ExtraEight

How do YOU manage your personal IOUs and credits?

02.01.06

I manage them by saying “just buy me a beer next time we go out” or “I’ll buy lunch next time”. I think this tends to work in the long-run, as long as you have friends that are relatively in the same personal financial position as you. But I honestly have never analyzed in detail what my exact position is with money I have lent out to and money I have borrowed from friends and family. How would you do that anyway? Keep all the receipts? Input them into an Excel spreadsheet? Input every transaction that involves more than one person paying? What a pain!

So my next question is what are the things that cause these debit and credit balances among friends? Well, here are some that I run into:

  • Not having correct change to pay for my portion of the meal at a restaurant
  • A single roommate being the contact person on apartment-related bills (water, electricity, etc.)
  • A single person paying for food or refreshments at a party that is actually hosted by a number of people
  • Receiving “employee-purchase” items from friends who are not giving them as gifts
  • Just plain loaning money to someone who does not have enough cash with him

Gaurav Oberoi and Chuck Groom have come up with an innovative and, most importantly, easy way to keep track of this mess. They created BillMonk to “ease the strain of finances on friendships by providing a tool that manages social money in a manner that is easy and fair.”

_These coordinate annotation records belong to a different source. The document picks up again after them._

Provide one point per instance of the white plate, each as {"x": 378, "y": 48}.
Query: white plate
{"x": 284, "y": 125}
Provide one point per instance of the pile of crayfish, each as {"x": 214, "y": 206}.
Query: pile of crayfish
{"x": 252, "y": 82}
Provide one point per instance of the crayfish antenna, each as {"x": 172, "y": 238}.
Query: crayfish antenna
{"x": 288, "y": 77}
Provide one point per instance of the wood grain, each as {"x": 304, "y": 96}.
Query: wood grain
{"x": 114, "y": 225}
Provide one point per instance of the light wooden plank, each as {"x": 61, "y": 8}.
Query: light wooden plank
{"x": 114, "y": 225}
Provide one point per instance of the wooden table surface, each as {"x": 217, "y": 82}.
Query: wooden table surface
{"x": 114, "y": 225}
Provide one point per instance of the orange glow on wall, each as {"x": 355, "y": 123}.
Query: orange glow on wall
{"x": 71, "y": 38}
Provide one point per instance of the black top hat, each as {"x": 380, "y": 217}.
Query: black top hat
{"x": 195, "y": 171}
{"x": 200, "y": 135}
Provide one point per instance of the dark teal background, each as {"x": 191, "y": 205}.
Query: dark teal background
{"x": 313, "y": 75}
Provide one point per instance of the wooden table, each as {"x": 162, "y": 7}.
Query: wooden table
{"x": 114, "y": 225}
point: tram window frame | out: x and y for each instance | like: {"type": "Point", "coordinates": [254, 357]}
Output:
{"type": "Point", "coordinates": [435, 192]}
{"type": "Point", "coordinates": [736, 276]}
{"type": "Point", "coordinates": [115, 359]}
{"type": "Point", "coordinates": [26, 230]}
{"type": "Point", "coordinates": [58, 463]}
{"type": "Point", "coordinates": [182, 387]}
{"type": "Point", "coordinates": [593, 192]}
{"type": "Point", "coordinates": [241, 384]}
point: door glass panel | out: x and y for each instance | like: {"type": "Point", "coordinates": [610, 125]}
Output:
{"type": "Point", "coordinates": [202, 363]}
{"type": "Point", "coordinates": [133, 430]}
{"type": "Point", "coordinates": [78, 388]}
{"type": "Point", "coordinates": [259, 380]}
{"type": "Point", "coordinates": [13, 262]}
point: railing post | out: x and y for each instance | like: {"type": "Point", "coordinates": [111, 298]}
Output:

You can go on the site and sign-up for a FREE account. From there you can easily enter your debits and credits with people. You can also enter them from your cell phone, while at dinner, or at a bar, or at Target or something. BillMonk then takes care of keeping track of who owes who, and can let you know this information using a standard web browser or your cell phone.

What a great and simple way to solve such a nagging, ubiquitous problem. Check them out and let me know what you think!

1 comment so far

This is very similar to TextPayMe which Greg Hughes talked about the other day. I like the idea of BillMonk better since I don’t actually transfer money via phone. I would much rather hand the person cash instead of sending it via SMS then getting a call and confirming my password.